In reviewing the Williamstown Theatre Festival production from 2014, the reviewers noted that the play is "a masterpiece of understatement and allusion. But as with Sam Shepard plays, the words escalate into explosive action, the actors tearing at each other like mortal enemies." In another analysis of the Williamstown production, Elyse Sommer notes: "Like all of Shepard's best plays, despite the evocative Mojave Desert outside the motel room in which it plays out, the landscape here is of the emotions that contain states of mind inside the self... Eddie and May have no tragic flaw or fateful quest but are just caught up in sorting through the emotional tumult of their lives in a power struggle where identity is vague and the past haunts the present."

==Production history==
The original production, directed by Shepard, opened at the Magic Theatre in San Francisco on February 8, 1983 and starred Ed Harris and Kathy Baker. Shepard was the playwright-in-residence at the Magic Theatre.

It had its Off-Broadway premiere at the Circle Repertory Theatre on May 26, 1983, with the same cast before later transferring to the Douglas Fairbanks Theatre, and closed on September 29, 1985. The production later featured Will Patton, Bruce Willis, Aidan Quinn, and Frances Fisher. Ellen Barkin was cast and rehearsed the role, but injured her arm before actually performing it. Moira Harris, wife of Gary Sinise, also performed the leading role.

The play premiered in London at the National Theatre, Cottesloe Theatre on October 4, 1984, directed by Peter Gill and starring Ian Charleson and Julie Walters. The play transferred to the Lyric Theatre on February 4, 1985.

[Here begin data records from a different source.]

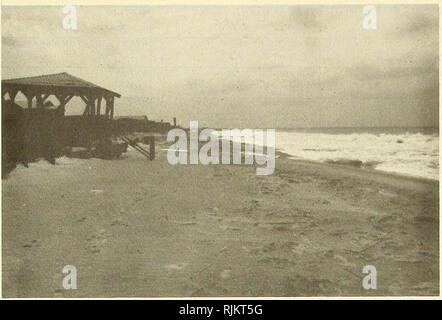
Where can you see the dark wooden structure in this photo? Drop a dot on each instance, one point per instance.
(44, 127)
(63, 86)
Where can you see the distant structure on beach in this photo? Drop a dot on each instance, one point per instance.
(141, 124)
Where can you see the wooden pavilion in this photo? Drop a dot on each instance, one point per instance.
(41, 129)
(63, 86)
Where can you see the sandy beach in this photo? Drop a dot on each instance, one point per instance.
(139, 228)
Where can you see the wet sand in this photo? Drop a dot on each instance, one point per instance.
(139, 228)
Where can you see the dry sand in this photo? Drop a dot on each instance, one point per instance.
(136, 228)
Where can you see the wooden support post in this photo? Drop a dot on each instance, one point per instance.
(39, 101)
(111, 108)
(99, 106)
(152, 148)
(92, 105)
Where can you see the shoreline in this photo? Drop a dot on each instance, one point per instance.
(139, 228)
(356, 169)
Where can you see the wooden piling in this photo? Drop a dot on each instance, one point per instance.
(152, 148)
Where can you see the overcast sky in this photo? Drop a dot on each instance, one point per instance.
(272, 66)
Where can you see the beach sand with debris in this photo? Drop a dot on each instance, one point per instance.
(139, 228)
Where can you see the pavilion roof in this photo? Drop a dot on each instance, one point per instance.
(58, 81)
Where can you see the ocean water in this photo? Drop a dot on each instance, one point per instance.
(407, 151)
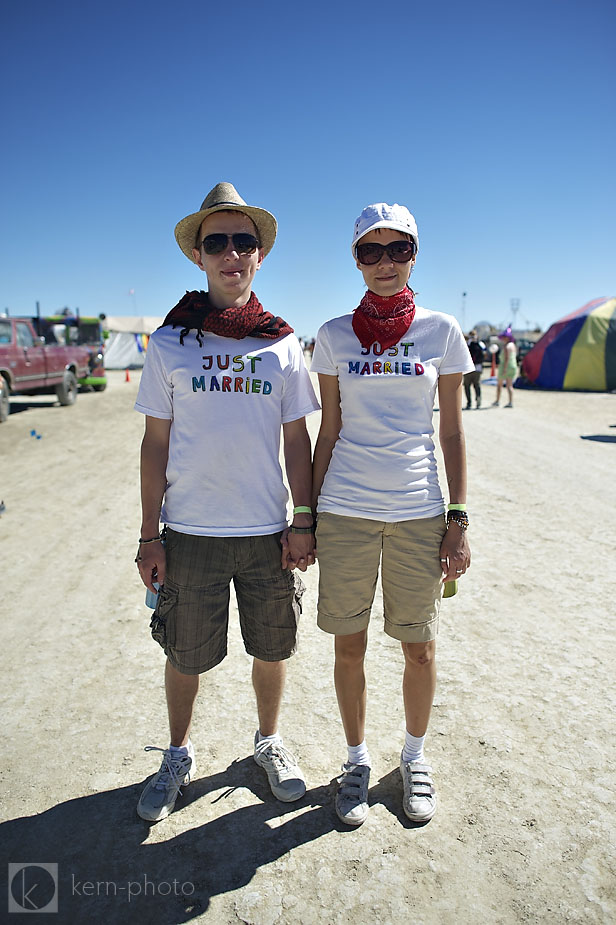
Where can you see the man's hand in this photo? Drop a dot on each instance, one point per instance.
(298, 550)
(151, 562)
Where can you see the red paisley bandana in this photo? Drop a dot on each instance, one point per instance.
(384, 319)
(194, 310)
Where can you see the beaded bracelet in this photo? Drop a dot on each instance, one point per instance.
(458, 517)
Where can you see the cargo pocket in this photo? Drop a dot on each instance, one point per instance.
(163, 620)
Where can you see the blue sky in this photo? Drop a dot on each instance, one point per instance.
(494, 123)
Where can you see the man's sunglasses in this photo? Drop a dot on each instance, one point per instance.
(243, 243)
(398, 251)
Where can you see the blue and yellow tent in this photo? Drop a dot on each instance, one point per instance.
(577, 352)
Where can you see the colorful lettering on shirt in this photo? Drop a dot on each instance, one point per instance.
(386, 368)
(222, 362)
(378, 350)
(232, 384)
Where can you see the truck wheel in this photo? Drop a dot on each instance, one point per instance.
(4, 399)
(67, 390)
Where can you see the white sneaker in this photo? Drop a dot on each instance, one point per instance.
(161, 792)
(419, 800)
(285, 778)
(352, 796)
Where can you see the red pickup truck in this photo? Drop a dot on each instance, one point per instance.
(30, 367)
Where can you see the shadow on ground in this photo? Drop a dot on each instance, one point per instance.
(108, 871)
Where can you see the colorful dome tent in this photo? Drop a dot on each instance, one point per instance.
(577, 352)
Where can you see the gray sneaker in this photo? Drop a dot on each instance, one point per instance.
(285, 778)
(419, 800)
(161, 792)
(352, 795)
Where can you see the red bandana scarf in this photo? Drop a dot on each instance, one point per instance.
(384, 319)
(195, 310)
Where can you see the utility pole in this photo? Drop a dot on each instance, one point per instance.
(515, 308)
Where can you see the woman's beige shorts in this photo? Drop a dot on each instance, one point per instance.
(350, 550)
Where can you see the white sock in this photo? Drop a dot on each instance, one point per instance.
(181, 749)
(275, 739)
(413, 748)
(358, 754)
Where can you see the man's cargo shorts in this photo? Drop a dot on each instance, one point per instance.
(192, 612)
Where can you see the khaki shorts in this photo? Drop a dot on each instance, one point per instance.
(350, 550)
(192, 612)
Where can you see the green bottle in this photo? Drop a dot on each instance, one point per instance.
(450, 588)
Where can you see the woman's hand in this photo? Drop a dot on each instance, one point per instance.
(298, 550)
(455, 554)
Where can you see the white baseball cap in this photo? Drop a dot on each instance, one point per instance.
(382, 215)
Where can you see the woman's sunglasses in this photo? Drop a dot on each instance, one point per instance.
(398, 251)
(243, 243)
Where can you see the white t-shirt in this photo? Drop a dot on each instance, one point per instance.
(383, 465)
(227, 400)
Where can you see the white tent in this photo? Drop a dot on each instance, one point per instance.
(127, 340)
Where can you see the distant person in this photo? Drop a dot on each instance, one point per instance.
(222, 380)
(477, 350)
(507, 366)
(377, 493)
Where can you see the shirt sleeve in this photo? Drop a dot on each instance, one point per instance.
(299, 398)
(322, 357)
(155, 395)
(457, 357)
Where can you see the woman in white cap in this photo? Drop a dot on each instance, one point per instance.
(376, 490)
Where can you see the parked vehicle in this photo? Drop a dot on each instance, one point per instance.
(85, 331)
(28, 366)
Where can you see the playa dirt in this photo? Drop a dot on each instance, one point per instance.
(521, 739)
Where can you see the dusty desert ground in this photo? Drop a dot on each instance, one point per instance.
(522, 736)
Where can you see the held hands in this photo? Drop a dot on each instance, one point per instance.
(455, 554)
(298, 550)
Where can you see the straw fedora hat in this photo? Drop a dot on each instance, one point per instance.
(224, 197)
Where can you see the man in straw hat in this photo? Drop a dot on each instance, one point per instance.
(222, 377)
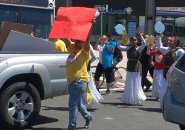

The first London revival was in 1991, at the Timber Street Studios, presented by Yvonne Bachem. with Donna King as May, Ed Bishop as the Old Man, Barry O'Rorke as Eddie, and Gordon Winter as Martin. The Theatre Record reviewer reported that King gave a performance of great subtlety.

The play was revived again at the Apollo Theatre in London in 2006, with Martin Henderson and Juliette Lewis playing the lead roles in a production directed by Lindsay Posner. The play was revived again at Riverside Studios in London in 2010, with Carl Barât and Sadie Frost in the lead roles.

The play had its Massachusetts premiere at the Williamstown Theatre Festival in Williamstown, Massachusetts, on July 24, 2014. It starred Sam Rockwell as Eddie and Nina Arianda as May, with direction by Daniel Aukin. Arianda and Rockwell then reprised their roles in the play's Broadway debut at the Samuel J. Friedman Theatre in a Manhattan Theatre Club production directed by Aukin in October to December 2015.

==Awards and nominations==
Fool for Love was a finalist for the 1984 Pulitzer Prize for Drama.

The play won the 1984 Obie Awards for: Direction (Sam Shepard), Best New American Play, and Performance: Ed Harris, Kathy Baker and Will Patton.

Ian Charleson was nominated for the 1984 Olivier Award, Actor of the Year in a New Play; Julie Walters was nominated for the 1984 Olivier Award, Actress of the Year in a New Play.

==Film adaptation==
In the 1985 film version, Shepard himself played the lead, with Kim Basinger as his female lead. The film was directed by Robert Altman.